How to efficiently filter df by multiple dictionary sets. The example will be as following:
df = pd.DataFrame({'A':[10,20,20,10,20], 'B':[0,1,0,1,1], 'C':['up','down','up','down','down'],'D':[100,200,200,100,100]})
filter_sets = [{'A':10, 'B':0, 'C':'up'}, {'A':20, 'B':1, 'C':'down'}]
I only know that I can filter df by single dictionary by:
df.loc[(df[list(filter_set)] == pd.Series(filter_set)).all(axis=1)]
But is it possible to filter several dict masks at once?
** The format of filter_sets is not necessary to be something like above. If it can provide filter for multiple columns, then it is fine.

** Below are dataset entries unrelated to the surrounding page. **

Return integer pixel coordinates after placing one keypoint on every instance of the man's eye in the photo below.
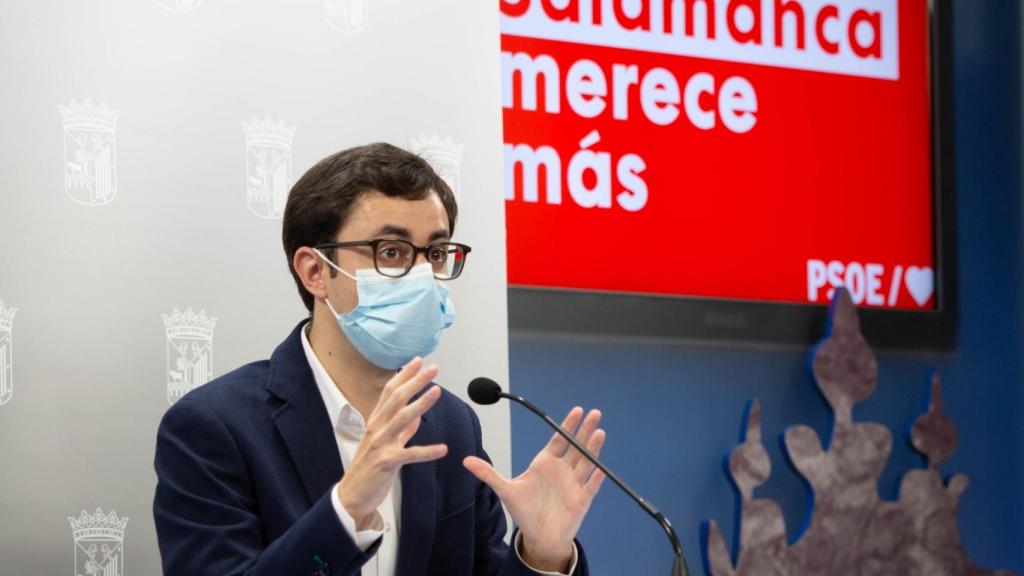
(438, 254)
(389, 252)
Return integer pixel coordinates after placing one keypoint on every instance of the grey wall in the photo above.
(107, 225)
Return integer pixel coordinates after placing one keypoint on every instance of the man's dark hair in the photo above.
(320, 202)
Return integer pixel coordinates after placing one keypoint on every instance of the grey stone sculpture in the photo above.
(852, 530)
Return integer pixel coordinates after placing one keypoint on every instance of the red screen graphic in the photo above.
(756, 150)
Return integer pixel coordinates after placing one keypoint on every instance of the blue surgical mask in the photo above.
(396, 319)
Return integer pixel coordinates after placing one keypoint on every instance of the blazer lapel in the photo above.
(419, 506)
(302, 419)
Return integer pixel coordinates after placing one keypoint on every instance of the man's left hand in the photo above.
(549, 501)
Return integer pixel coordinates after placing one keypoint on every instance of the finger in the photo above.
(407, 391)
(487, 475)
(411, 413)
(408, 371)
(415, 454)
(586, 432)
(585, 467)
(557, 445)
(594, 484)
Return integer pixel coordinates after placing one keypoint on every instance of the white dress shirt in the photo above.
(348, 428)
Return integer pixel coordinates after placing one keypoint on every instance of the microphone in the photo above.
(485, 392)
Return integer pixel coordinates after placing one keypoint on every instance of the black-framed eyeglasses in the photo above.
(394, 257)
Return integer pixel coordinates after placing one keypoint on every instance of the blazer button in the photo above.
(322, 569)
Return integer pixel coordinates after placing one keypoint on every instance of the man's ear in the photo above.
(312, 271)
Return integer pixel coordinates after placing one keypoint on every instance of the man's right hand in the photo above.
(382, 451)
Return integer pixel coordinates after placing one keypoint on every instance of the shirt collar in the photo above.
(344, 417)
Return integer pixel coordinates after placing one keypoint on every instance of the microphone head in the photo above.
(484, 391)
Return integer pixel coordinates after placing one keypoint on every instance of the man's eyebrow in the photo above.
(437, 235)
(391, 230)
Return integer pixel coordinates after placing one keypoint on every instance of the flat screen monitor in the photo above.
(715, 169)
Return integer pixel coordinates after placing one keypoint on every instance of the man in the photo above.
(338, 455)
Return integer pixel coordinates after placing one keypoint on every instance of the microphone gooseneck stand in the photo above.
(679, 567)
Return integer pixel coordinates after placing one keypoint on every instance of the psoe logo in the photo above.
(90, 153)
(189, 352)
(444, 155)
(268, 165)
(98, 543)
(346, 15)
(179, 6)
(6, 354)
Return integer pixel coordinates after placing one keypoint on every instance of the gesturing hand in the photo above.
(382, 451)
(549, 501)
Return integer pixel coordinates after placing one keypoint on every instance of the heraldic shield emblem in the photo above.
(346, 15)
(90, 153)
(98, 543)
(189, 352)
(444, 156)
(6, 354)
(268, 166)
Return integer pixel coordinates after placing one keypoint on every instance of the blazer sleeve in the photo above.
(207, 517)
(493, 556)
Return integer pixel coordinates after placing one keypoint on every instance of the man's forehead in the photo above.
(374, 212)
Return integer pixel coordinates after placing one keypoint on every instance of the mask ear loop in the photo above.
(332, 264)
(335, 266)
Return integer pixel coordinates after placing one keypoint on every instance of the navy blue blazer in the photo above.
(245, 464)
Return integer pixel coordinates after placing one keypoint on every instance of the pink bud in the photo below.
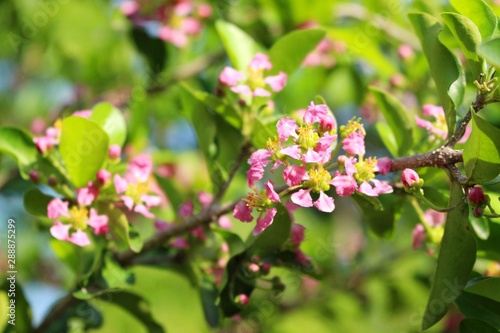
(103, 176)
(114, 151)
(409, 177)
(476, 196)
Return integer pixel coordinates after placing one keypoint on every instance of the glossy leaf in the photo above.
(152, 48)
(272, 239)
(444, 67)
(481, 308)
(469, 325)
(397, 118)
(208, 295)
(20, 146)
(136, 306)
(490, 51)
(480, 13)
(36, 202)
(482, 151)
(455, 260)
(111, 121)
(288, 53)
(125, 235)
(84, 148)
(488, 287)
(239, 46)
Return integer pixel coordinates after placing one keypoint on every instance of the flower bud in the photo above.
(476, 196)
(410, 179)
(103, 176)
(34, 177)
(114, 152)
(242, 299)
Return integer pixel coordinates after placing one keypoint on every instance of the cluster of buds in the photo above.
(478, 201)
(254, 84)
(305, 151)
(180, 19)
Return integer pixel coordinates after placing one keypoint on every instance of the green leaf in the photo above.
(136, 306)
(444, 67)
(111, 121)
(469, 325)
(466, 33)
(482, 151)
(208, 295)
(481, 308)
(152, 48)
(397, 118)
(124, 234)
(379, 214)
(272, 239)
(20, 146)
(455, 260)
(36, 202)
(488, 287)
(22, 311)
(239, 46)
(480, 13)
(490, 51)
(288, 53)
(84, 148)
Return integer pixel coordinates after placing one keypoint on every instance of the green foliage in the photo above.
(482, 151)
(84, 148)
(400, 124)
(455, 260)
(443, 65)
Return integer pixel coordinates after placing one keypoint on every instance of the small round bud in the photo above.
(34, 177)
(242, 299)
(114, 152)
(52, 181)
(476, 196)
(103, 176)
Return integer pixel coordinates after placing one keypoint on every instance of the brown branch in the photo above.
(439, 158)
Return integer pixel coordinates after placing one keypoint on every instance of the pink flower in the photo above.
(302, 198)
(98, 222)
(297, 234)
(418, 236)
(264, 221)
(260, 62)
(276, 82)
(103, 176)
(114, 151)
(294, 174)
(434, 218)
(242, 212)
(87, 195)
(60, 231)
(354, 144)
(409, 177)
(57, 208)
(270, 193)
(383, 165)
(230, 76)
(79, 238)
(345, 185)
(324, 203)
(287, 128)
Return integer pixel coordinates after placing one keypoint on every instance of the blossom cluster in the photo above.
(179, 20)
(254, 84)
(304, 149)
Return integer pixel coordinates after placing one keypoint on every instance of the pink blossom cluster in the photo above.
(180, 19)
(255, 84)
(305, 150)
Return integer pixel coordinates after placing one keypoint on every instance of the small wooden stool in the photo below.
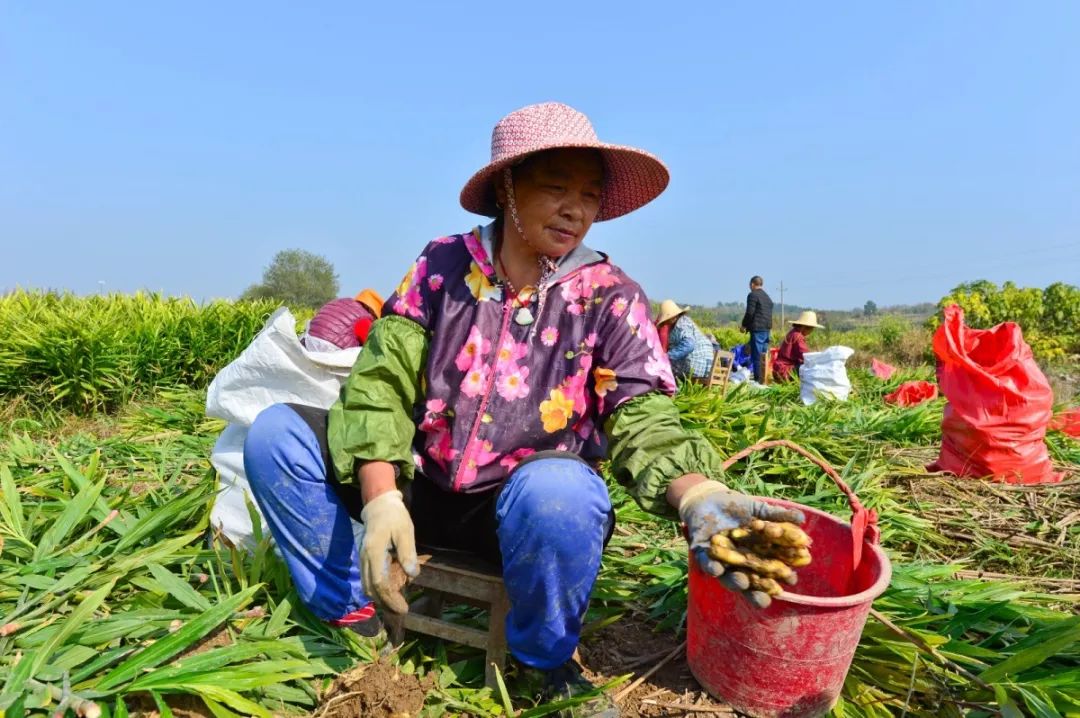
(456, 577)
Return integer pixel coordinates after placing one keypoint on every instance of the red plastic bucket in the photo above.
(791, 659)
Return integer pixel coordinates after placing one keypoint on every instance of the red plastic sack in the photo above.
(882, 370)
(1067, 422)
(999, 404)
(913, 393)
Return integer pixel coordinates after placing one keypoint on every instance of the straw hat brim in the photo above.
(632, 178)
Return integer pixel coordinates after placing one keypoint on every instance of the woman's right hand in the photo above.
(387, 526)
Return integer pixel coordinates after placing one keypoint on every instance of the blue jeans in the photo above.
(551, 519)
(758, 349)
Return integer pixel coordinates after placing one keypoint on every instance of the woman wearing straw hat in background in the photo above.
(791, 351)
(528, 356)
(689, 349)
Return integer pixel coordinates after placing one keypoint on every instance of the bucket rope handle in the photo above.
(863, 519)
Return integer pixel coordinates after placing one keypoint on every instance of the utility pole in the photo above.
(782, 323)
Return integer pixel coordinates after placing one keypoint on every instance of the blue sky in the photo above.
(856, 151)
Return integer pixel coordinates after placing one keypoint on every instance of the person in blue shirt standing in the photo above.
(758, 322)
(689, 349)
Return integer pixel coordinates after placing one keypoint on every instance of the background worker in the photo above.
(689, 349)
(790, 357)
(279, 367)
(758, 322)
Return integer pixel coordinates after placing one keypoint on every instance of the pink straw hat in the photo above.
(632, 177)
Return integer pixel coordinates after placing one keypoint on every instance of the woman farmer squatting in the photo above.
(508, 360)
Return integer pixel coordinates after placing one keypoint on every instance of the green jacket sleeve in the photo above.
(649, 448)
(373, 418)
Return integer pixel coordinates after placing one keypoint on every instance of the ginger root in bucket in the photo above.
(764, 553)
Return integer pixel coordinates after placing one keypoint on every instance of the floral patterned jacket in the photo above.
(502, 377)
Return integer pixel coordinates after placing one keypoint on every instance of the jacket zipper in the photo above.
(507, 311)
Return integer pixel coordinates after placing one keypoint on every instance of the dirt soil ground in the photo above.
(631, 646)
(375, 689)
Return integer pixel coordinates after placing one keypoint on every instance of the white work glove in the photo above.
(710, 507)
(387, 524)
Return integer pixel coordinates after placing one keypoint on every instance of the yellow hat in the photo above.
(370, 299)
(807, 319)
(670, 310)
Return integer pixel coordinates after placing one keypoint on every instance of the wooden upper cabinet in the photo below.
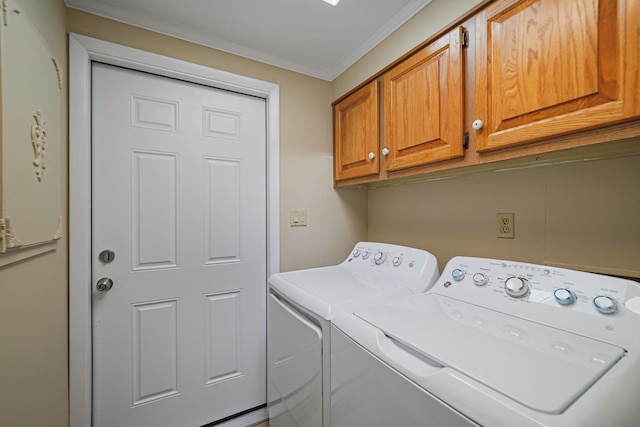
(423, 105)
(545, 68)
(356, 136)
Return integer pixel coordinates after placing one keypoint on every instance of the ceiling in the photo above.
(307, 36)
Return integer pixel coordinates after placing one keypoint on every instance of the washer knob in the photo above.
(516, 287)
(457, 274)
(605, 304)
(380, 257)
(479, 279)
(564, 296)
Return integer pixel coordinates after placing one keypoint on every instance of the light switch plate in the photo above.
(298, 217)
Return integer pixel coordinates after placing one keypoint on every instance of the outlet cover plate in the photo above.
(506, 226)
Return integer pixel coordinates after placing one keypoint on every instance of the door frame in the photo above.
(82, 51)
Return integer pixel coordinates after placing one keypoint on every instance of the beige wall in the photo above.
(580, 215)
(33, 293)
(336, 219)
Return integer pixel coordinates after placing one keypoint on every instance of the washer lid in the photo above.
(327, 290)
(543, 368)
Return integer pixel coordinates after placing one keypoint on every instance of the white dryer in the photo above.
(300, 307)
(493, 343)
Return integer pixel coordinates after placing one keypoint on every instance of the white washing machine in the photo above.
(492, 343)
(300, 307)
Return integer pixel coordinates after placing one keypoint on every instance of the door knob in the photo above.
(104, 284)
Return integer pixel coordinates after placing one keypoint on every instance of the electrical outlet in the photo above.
(298, 217)
(506, 225)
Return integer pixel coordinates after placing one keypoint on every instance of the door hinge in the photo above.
(465, 38)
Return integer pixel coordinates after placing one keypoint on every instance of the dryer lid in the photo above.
(328, 290)
(543, 368)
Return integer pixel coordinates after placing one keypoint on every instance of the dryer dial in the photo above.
(564, 296)
(605, 304)
(516, 287)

CodePudding user response:
Use np.logical_or.reduce with list comprehension:
mask = np.logical_or.reduce([(df[list(x)]==pd.Series(x)).all(axis=1) for x in filter_sets])
#alternative solution
mask = (pd.concat([(df[list(x)]==pd.Series(x)).all(axis=1) for x in filter_sets], axis=1)
.any(axis=1))
df2 = df[mask]
print (df2)
A B C D
0 10 0 up 100
1 20 1 down 200
4 20 1 down 100
Or if all keys are same is possible create helper DataFrame with merge:
df2 = pd.DataFrame(filter_sets).merge(df)
print (df2)
A B C D
0 10 0 up 100
1 20 1 down 200
2 20 1 down 100